The name of the settlement originates from the name of the Nyék, tribe (coming to Hungary during the settlement of Hungarian tribes), the first residents belonged probably to a subgroup of the tribe. When István I. defeated Koppány, Nyék became a land of the queen. The name of the settlement is mentioned first in 1193 as Neck. Later the names Kápolnás Nyék, Káposztás Nyék, and Fertőfő Nyék are used to mention this rather insignificant settlement located between Buda and Fehérvár, to the south of the commercial route. As a border village Kápolnásnyék suffered from double taxation during the Turkish occupation (both Hungary and the Turkish Empire collected taxes), therefore the population of the village decreased considerably, it even turned uninhabited during the Turkish camping of 1543. The inhabitants returned to the village in 1772. During the 19th century Upper and Lower Nyék were differentiated, even after 1861, when the Southern Railway was built. It is mentioned as an independent village first in 1871, to which Pettend was attached in 1898.

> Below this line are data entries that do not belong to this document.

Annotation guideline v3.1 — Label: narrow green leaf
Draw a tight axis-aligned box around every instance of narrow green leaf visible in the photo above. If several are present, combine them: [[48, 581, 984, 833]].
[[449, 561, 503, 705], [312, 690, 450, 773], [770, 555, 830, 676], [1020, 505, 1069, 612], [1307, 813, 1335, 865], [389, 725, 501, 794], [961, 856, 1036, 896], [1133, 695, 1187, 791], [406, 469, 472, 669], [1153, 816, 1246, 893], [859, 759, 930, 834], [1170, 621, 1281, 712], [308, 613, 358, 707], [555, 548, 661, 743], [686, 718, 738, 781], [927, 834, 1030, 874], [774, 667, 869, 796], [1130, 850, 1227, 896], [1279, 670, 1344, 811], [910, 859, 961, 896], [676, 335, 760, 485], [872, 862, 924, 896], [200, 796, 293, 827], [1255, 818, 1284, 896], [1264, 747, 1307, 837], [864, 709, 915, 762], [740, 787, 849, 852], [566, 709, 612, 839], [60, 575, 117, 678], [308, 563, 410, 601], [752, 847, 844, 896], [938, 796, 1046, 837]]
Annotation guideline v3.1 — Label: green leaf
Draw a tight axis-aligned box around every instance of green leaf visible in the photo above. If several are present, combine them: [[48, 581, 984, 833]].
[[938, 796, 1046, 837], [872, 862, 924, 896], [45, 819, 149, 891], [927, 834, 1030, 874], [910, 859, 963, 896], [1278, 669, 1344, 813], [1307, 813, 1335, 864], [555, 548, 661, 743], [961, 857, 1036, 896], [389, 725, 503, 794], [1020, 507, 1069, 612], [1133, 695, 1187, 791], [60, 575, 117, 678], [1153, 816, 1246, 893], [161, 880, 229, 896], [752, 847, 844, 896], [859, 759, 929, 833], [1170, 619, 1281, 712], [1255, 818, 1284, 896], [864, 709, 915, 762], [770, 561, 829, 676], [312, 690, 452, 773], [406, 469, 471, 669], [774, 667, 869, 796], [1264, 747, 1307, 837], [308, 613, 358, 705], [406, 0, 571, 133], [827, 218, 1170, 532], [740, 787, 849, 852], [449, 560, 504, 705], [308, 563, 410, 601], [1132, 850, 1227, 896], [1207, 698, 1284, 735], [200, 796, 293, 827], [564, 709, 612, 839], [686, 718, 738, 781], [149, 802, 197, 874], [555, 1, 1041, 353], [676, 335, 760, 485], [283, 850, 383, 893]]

Mihály Vörösmarty (1800–1855), the famous Hungarian poet was born here, and the house where he grew up is dedicated to him as a museum.

The present appearance of the village was formed in the 1930s, when it became a commercial and service background for the booming tourism of the Lake Velencei. The phone system, the gendarme patrol, local medical care, the railway station and the mill were established in this period. The settlement suffered serious damage in World War II, when the majority of the population also died. The village also lagged behind in development, compared to other settlements of the region and became a part of Velence by the 1970s.

Kápolnásnyék declared its independence in 1990 and has gone through considerable development since then. It once again became the background for the tourism of Lake Velencei, where commercial service facilities are established and the infrastructure is developing rapidly.